Each chassis that is part of the Panasas Storage Cluster is called a shelf. Each shelf can hold up to two director blades and 10 storage blades, creating up to 5 TB (Terabytes) of space across the 10 storage blades (500 Gigabytes of data per blade). Each shelf also has a built-in Gigabit (GigE) switch for traffic within the chassis and for traffic within other shelves or outside the storage system. Panasas claims that their Storage Cluster system can achieve a data throughput of up to 10 Gigabytes per second.

The ActiveScale Storage Cluster is very useful for providing high-speed storage within a cluster. A typical approach for HPC clusters would have a dedicated network for parallel communication and attach each node of the cluster to a storage network where the ActiveScale Storage Cluster is attached. Then each node can communicate directly to the file system.

Terrascale

Terrascale Technologies has a software only solution for high-performance storage for clusters.
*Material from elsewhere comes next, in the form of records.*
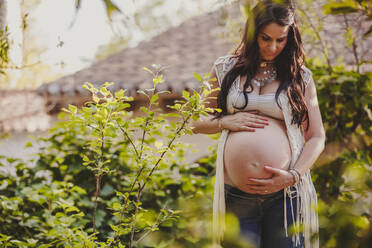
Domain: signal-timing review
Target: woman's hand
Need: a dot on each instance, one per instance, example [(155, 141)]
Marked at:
[(244, 121), (279, 180)]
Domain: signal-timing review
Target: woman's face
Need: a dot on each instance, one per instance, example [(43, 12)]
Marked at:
[(271, 40)]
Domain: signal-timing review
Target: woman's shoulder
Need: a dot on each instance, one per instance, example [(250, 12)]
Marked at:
[(225, 63), (306, 74), (226, 59)]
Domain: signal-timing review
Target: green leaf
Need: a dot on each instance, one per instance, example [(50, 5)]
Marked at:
[(154, 98), (111, 8), (186, 94), (198, 77), (120, 94), (72, 108)]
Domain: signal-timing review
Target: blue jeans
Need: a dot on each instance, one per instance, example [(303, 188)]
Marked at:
[(261, 217)]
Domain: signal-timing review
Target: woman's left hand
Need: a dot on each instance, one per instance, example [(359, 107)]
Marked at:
[(279, 180)]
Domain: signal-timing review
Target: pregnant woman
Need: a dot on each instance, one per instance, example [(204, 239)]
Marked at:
[(271, 133)]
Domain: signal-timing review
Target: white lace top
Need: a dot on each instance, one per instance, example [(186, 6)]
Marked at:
[(306, 200)]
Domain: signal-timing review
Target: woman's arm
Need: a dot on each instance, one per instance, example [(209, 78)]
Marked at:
[(315, 135), (241, 121)]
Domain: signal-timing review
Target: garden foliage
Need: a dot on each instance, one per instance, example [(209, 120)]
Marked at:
[(105, 178)]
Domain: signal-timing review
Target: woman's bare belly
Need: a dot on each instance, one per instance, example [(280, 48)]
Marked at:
[(246, 153)]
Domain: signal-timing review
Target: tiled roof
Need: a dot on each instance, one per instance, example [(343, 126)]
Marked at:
[(190, 47)]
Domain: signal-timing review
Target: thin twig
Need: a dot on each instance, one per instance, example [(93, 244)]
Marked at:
[(324, 49), (354, 45), (168, 147), (135, 216), (130, 140), (98, 189)]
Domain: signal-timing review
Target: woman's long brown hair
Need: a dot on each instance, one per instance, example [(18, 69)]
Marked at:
[(288, 63)]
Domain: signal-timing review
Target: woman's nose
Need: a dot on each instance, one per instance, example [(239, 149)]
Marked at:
[(272, 47)]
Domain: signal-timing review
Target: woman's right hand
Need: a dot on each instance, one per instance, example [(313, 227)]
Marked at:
[(244, 121)]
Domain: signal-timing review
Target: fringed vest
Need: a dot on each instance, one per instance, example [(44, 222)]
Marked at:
[(307, 217)]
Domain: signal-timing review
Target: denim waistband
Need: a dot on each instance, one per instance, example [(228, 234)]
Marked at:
[(237, 192)]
Their product, TerraGrid, uses standard Linux file system tools such as md, lvm, and evms in conjunction with Linux file systems such as ext2 for a global name space. The key to TerraGrid is the use of the iSCSI protocol together with proprietary drivers and file system patches to unify the storage space across multiple servers. It supports native Linux file systems and can export the file system using NFS and CIFS (for those occasional Windows hold out).
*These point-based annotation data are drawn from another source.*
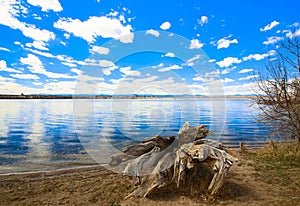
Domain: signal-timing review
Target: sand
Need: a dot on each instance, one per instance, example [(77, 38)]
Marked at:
[(98, 186)]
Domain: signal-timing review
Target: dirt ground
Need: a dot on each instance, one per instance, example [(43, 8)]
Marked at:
[(245, 185)]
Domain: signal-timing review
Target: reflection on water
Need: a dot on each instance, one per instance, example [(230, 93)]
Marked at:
[(47, 134)]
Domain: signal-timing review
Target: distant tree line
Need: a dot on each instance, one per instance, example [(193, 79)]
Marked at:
[(278, 95)]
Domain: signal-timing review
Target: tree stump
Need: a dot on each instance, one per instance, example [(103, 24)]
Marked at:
[(191, 162)]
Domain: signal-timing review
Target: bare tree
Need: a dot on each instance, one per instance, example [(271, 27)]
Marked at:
[(278, 95)]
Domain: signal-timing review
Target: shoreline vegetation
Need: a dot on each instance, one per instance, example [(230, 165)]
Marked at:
[(134, 96), (262, 176)]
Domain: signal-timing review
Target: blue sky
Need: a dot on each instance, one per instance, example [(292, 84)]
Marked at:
[(67, 47)]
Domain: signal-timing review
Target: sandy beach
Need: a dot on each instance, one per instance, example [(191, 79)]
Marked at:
[(98, 186)]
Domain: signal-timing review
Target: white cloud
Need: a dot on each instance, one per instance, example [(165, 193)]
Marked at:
[(259, 57), (248, 77), (203, 20), (157, 66), (4, 49), (165, 26), (290, 34), (106, 63), (245, 71), (272, 40), (99, 50), (190, 62), (225, 42), (173, 67), (228, 61), (76, 71), (228, 80), (95, 26), (5, 79), (3, 67), (270, 26), (25, 76), (107, 71), (9, 11), (35, 65), (69, 64), (153, 32), (128, 72), (169, 54), (208, 77), (47, 5), (228, 70), (38, 45), (195, 44)]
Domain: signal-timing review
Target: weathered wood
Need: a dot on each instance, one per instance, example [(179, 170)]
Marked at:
[(158, 161)]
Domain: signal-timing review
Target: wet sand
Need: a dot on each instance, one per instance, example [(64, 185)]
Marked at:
[(98, 186)]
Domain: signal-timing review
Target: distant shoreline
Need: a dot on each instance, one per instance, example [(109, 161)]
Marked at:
[(46, 96)]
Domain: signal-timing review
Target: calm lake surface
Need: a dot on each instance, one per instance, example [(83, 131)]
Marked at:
[(50, 134)]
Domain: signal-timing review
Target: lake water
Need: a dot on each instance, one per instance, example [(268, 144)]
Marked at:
[(50, 134)]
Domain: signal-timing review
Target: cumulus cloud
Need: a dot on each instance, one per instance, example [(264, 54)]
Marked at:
[(35, 65), (248, 77), (225, 42), (290, 34), (38, 45), (270, 26), (228, 70), (128, 72), (173, 67), (47, 5), (227, 80), (195, 44), (169, 54), (245, 71), (8, 17), (99, 50), (165, 26), (228, 61), (153, 32), (259, 57), (90, 29), (3, 67), (190, 62), (203, 20), (25, 76), (4, 49), (272, 40)]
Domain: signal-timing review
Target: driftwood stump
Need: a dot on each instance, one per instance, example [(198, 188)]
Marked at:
[(187, 160)]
TerraGrid is a global name space file system. It uses the md tools in Linux to aggregate the space together, presenting the file system layer with a large multi-port virtual hard disk.
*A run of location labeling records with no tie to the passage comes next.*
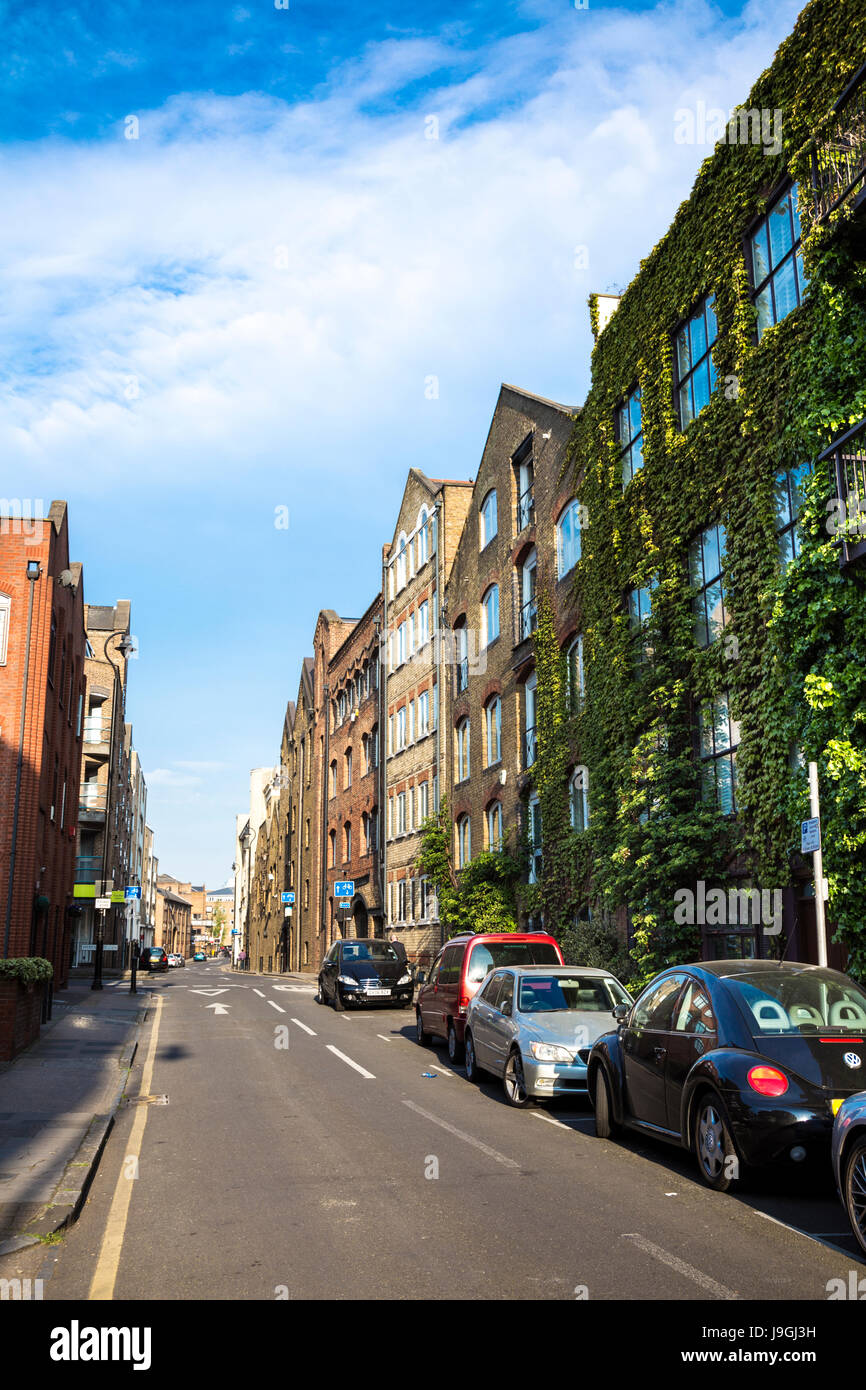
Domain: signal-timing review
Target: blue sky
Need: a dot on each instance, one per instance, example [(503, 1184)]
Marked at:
[(238, 309)]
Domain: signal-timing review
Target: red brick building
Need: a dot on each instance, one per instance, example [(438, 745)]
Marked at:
[(42, 683)]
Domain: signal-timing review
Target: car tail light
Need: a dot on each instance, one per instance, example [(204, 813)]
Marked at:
[(768, 1080)]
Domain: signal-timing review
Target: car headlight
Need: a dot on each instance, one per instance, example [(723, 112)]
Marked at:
[(551, 1052)]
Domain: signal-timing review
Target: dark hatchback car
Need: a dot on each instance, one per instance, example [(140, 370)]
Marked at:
[(364, 972), (741, 1062)]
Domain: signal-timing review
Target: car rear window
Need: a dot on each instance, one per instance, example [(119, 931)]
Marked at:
[(489, 955)]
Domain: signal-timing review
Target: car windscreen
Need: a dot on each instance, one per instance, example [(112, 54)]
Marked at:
[(799, 1002), (491, 955), (369, 951), (555, 993)]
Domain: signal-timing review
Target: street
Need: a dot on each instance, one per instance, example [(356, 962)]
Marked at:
[(335, 1168)]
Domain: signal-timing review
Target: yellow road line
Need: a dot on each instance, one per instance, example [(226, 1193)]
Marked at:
[(104, 1275)]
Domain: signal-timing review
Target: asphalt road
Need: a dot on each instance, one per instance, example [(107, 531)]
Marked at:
[(305, 1154)]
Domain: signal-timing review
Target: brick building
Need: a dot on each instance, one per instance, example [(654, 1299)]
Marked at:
[(42, 683), (416, 569), (519, 537)]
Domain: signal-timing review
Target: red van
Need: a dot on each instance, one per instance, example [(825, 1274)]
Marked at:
[(462, 965)]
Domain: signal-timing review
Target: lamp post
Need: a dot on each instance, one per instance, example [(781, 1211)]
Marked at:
[(125, 647), (34, 571)]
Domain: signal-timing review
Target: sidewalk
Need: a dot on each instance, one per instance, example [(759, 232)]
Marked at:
[(57, 1105)]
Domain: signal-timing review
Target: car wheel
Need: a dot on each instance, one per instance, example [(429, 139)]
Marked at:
[(515, 1082), (471, 1061), (713, 1144), (605, 1123), (854, 1190)]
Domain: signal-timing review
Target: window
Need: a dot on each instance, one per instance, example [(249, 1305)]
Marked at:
[(628, 428), (488, 519), (787, 496), (534, 827), (695, 367), (489, 616), (464, 841), (705, 571), (492, 720), (719, 738), (528, 720), (528, 603), (567, 538), (462, 751), (4, 612), (578, 799), (779, 281)]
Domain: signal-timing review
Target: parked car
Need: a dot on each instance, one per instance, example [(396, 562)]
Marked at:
[(458, 972), (364, 972), (850, 1158), (733, 1059), (534, 1027)]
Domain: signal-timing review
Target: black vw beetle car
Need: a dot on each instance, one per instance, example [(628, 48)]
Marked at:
[(364, 972), (733, 1059)]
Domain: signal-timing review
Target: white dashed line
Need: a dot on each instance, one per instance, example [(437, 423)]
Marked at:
[(349, 1062)]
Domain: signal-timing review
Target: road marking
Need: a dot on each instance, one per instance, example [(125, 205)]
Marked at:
[(469, 1139), (349, 1062), (681, 1266), (104, 1275)]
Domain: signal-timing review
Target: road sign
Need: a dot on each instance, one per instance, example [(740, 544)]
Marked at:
[(809, 836)]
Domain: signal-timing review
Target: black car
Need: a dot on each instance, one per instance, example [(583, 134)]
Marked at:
[(364, 972), (741, 1062)]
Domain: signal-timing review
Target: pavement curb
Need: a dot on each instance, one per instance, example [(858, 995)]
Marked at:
[(79, 1172)]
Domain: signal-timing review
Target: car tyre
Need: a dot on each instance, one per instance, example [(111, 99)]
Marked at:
[(854, 1190), (515, 1082), (713, 1143), (605, 1123)]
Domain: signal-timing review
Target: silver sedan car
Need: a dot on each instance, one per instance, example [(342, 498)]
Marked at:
[(850, 1161), (534, 1027)]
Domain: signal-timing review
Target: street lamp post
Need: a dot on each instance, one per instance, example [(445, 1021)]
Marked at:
[(125, 647)]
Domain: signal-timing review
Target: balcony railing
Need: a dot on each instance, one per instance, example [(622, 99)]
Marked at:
[(845, 460), (838, 150)]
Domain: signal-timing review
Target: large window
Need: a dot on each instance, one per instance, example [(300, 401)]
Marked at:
[(567, 538), (695, 369), (489, 616), (489, 523), (492, 722), (706, 576), (779, 281), (719, 738), (462, 751), (630, 435)]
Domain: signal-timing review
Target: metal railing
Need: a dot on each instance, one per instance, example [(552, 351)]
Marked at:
[(838, 149)]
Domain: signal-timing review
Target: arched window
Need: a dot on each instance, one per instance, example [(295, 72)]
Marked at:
[(462, 751), (492, 729), (488, 519), (567, 538), (489, 616), (464, 841), (578, 798)]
In tests TerraGrid enable compute nodes can sustain 100 Mbyte/sec (Megabytes per second) of single-stream I/O (Input/Output) performance. It scales fairly linearly to hundreds of nodes until either the network or the pool of I/O servers is saturated.

Data Direct Networks

While Data Direct Networks (DDN) does not deliver a complete storage solution with a storage system and a file system, they are a major distributor in the HPC and cluster market for a robust high-speed scalable storage system. Their S2A8500 storage system can achieve 1.5 Gbytes/sec in sustained throughput with either Fibre Channel disks or Serial ATA (SATA) disks. The company says that they can scale from a handful of disks to over 1,000 disks. This corresponds to tens of Terabytes in space up to over a Petabyte of storage. This allows the throughput to scale from 1.5 Gigabytes/sec to tens of Gigabytes/sec.

The S2A8500 is a 2U box that supports four 2 GB/sec ports or two 4U boxes with eight 2 GB/sec ports. It can support up to 20 Fibre-Channel loops supporting Fibre or SATA disks. It can accommodate up to 1,120 disks resulting in up to 130 TB using Fibre Channel disks or 250 TB using SATA disks. The controllers can be configured in a SwiftCluster configuration to achieve over 1 Petabyte in storage.

The file system built using the storage system can be exported and mounted on the compute nodes using a variety of schemes. For instance, you can use normal NFS or connect the nodes using Fibre Channel networking for the compute nodes.